Abstract

The reported prevalence of Chlamydia pneumoniae in atherosclerotic tissue appears to depend on the detection system used. This introduces problems in determining the role of C. pneumoniae in atherosclerosis. This study analyses the sensitivity and performance of molecular diagnostic methods for the detection of C. pneumoniae and polymerase chain reaction (PCR) inhibitors in atheromatous tissue. Atherosclerotic tissue taken from 30 coronary endarterectomies, nine coronary arteries from explanted hearts, 16 carotid and two femoral endarterectomies are studied.

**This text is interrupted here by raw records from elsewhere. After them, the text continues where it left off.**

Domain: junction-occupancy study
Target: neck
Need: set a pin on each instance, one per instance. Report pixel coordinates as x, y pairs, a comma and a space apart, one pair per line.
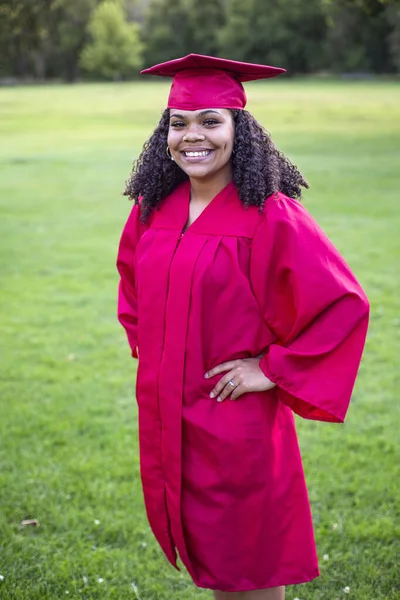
204, 190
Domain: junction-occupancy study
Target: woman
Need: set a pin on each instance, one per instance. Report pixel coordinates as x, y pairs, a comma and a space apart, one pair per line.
242, 311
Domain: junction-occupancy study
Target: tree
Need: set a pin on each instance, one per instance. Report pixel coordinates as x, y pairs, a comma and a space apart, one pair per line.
166, 31
359, 36
115, 49
287, 33
206, 17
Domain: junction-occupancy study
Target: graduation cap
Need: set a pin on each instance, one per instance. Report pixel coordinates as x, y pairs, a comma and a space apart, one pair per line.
201, 81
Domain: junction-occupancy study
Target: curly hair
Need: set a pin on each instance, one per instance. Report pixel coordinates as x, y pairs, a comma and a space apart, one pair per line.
259, 168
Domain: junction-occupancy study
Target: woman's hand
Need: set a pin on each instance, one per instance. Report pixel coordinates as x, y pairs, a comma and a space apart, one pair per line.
243, 376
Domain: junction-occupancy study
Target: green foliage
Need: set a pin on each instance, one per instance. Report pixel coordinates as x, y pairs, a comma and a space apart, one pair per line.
290, 33
166, 31
68, 429
115, 49
45, 38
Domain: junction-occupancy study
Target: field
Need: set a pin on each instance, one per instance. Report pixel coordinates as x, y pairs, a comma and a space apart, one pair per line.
68, 449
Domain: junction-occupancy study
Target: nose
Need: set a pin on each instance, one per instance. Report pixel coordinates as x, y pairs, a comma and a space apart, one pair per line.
193, 135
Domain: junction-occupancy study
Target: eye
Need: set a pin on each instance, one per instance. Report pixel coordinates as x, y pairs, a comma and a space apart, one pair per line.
211, 122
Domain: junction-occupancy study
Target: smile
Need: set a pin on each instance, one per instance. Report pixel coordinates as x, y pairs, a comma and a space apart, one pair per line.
197, 154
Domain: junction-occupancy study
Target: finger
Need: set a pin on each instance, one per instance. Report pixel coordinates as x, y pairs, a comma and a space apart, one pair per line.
228, 366
238, 391
227, 390
222, 383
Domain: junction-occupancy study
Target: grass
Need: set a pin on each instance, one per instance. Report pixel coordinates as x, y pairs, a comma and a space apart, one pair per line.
68, 450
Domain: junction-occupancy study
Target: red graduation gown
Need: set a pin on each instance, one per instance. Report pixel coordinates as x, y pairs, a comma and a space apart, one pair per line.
223, 482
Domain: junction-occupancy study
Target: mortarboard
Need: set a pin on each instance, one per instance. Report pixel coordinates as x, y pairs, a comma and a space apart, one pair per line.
208, 82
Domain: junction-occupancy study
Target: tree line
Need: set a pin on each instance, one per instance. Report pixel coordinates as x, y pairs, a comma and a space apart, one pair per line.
113, 39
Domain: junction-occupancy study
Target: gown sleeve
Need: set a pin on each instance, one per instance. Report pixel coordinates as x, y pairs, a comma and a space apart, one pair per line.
314, 305
127, 296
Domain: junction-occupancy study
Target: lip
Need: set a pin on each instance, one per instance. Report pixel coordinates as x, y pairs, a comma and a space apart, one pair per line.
196, 158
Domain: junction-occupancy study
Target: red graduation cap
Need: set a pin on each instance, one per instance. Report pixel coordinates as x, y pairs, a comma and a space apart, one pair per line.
208, 82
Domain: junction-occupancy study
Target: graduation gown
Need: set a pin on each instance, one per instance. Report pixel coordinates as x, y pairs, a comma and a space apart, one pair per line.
223, 482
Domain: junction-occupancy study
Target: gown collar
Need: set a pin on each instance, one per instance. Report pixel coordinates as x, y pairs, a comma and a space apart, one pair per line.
224, 215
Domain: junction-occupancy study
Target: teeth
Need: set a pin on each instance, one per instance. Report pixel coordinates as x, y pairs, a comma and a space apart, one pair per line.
194, 154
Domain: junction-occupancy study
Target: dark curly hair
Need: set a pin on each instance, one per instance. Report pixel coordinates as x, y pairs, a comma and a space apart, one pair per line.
259, 168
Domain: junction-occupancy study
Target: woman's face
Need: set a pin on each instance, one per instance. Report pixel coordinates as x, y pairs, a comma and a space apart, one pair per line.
201, 141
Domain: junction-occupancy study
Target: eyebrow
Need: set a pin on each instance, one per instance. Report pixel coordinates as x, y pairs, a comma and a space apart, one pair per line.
201, 114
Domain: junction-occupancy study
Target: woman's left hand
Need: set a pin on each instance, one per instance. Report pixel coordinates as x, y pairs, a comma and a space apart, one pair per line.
243, 376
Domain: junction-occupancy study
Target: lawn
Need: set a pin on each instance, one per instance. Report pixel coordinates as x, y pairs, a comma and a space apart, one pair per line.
68, 431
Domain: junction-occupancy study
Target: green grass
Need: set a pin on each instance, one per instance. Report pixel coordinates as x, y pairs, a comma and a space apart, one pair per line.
68, 449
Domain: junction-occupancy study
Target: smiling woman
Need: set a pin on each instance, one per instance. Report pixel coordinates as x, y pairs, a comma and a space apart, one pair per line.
242, 311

Nested PCR (nPCR) assays targeting the PstI restriction fragment, the OmpA gene and the CRP operon of the chlamydial genome and immunocytochemistry (ICC) are used. Internal controls (IC) are constructed to co-amplify with the specific amplicons and identify the presence of inhibitor. The OmpA, PstI and CRP operon PCR assays had similar analytical sensitivities. However, the OmpA PCR was most affected by PCR inhibitors. Despite this, eight samples (14%) tested positive in the OmpA nPCR and no positives were found using the PstI or CRP operon nPCRs. Primary isolates of C. pneumoniae obtained from 12 patients with acute respiratory infection were positive in all three assays. Of the 48 specimens available for ICC, 33 (69%) were positive for chlamydial antigens. These included samples found positive by PCR. Dilution of samples to eliminate PCR inhibitors may have contributed to the discordant ICC and PCR results. The OmpA PCR, when used with an IC to identify samples with PCR inhibitors, is a reliable tool. However, the sensitivity of the ICC methods justifies their continued use.